The book was recommended/passed on to me by the proprietor of the Col’s Criminal Library blog, and his review here is an excellent summing-up of the book – and one I totally agree with. I loved this book: the Texan geography, the small-town atmosphere, the logical steps in solving the crime, the descriptions of the people and places that the investigator came across along the way – all were perfectly done. I’m delighted that it’s the first of a series, though sorry we’ll have to wait for future entries.
The book is available in the UK via amazon and on Kindle. And there is a really nice Pinterest board showing items of interest from the story, including works of modern art, and answering my question as to what bluebonnets, mentioned several times, are: a kind of lupin, the Texan state flower. And if you think having a state flower is strange and American, then there’s news for you: the bolo is the official neckwear of the state of Texas.
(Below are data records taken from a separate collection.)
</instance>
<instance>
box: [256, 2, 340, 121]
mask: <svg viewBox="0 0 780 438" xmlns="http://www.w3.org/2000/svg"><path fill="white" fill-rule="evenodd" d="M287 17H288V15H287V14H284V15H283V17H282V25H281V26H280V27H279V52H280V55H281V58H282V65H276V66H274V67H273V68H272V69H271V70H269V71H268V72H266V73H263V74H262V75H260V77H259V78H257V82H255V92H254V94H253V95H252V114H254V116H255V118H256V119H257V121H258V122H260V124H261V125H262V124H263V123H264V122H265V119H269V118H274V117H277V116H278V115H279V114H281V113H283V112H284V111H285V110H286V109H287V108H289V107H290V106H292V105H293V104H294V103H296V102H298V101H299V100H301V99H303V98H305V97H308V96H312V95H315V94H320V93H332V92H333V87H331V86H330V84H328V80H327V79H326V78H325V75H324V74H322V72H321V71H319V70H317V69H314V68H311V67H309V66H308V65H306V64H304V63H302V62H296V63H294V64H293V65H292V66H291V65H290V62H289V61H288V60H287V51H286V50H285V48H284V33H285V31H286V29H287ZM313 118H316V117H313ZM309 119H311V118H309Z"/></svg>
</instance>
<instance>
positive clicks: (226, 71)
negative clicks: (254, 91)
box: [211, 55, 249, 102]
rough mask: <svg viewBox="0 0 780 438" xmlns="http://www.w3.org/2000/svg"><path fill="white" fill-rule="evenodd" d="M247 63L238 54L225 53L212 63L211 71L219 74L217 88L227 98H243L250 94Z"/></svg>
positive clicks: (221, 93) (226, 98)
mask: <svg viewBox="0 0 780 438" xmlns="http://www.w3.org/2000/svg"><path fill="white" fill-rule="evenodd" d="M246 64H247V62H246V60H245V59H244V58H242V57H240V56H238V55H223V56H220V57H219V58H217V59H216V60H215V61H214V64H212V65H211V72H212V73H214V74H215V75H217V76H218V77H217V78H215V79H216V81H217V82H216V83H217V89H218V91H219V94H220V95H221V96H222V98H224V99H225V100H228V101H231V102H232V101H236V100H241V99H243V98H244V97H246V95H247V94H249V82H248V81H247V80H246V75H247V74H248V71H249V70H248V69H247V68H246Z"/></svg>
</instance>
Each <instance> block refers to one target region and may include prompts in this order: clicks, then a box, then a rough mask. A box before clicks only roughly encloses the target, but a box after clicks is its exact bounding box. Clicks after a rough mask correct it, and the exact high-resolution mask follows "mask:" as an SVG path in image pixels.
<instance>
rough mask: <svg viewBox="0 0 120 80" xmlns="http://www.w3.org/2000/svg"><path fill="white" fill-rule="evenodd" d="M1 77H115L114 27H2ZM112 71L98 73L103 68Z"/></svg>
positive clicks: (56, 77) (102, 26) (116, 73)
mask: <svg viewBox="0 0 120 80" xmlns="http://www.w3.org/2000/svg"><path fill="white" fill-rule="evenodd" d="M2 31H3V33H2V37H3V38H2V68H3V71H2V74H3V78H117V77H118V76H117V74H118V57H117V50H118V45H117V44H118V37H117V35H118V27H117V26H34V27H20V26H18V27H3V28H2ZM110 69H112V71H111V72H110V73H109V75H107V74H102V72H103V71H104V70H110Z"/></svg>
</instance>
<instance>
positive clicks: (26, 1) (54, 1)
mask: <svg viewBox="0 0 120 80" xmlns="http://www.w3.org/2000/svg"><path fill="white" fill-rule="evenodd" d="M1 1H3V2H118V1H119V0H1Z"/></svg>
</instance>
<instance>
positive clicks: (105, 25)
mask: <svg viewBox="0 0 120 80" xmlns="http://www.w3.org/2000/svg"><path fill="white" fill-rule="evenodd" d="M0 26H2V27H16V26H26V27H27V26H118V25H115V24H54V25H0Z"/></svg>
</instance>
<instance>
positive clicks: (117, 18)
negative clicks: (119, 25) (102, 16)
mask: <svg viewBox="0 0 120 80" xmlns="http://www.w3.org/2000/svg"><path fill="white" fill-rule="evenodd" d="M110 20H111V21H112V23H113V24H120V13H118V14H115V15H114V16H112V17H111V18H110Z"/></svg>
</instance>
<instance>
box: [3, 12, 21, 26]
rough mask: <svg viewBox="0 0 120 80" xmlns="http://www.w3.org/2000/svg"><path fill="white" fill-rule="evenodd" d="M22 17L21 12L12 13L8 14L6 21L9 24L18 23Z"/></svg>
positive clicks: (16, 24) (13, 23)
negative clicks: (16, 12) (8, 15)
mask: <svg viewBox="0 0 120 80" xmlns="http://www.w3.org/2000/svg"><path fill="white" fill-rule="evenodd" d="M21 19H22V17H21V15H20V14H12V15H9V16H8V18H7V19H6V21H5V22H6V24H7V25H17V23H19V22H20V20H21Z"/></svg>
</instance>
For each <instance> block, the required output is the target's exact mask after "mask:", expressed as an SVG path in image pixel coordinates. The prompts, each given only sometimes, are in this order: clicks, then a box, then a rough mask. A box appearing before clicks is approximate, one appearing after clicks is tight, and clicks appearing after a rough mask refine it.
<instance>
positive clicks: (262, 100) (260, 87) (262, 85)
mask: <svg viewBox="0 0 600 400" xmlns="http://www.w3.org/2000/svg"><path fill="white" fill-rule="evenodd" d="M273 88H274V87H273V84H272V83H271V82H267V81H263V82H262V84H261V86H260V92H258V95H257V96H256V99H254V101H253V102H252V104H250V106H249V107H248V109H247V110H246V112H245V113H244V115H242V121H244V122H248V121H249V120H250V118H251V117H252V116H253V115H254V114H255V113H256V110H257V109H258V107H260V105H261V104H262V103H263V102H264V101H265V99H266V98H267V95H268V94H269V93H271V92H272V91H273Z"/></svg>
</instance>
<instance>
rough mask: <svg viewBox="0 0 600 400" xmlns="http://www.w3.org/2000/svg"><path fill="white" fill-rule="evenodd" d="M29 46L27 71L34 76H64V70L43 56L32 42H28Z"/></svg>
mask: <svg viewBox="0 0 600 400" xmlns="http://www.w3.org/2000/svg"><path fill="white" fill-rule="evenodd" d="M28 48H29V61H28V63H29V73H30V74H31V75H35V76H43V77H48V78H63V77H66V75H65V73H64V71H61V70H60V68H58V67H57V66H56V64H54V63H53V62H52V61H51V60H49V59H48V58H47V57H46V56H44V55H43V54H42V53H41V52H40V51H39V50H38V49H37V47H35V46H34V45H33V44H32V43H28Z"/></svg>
Yes really – it sounded like an internet myth, but Clothes in Books is not frightened of doing deep, original fashion research, and we found the details on the Texas State website.
The Wikipedia definition is:
A bolo tie (sometimes bola tie or shoestring necktie) is a type of necktie consisting of a piece of cord or braided leather with decorative metal tips – aglets (aiguillettes) – secured with an ornamental clasp or slide.
It would be a bootlace tie in the UK.
With big thanks to Col for the book.
The picture was taken by Markus Barlocher and is available on Wikimedia Commons.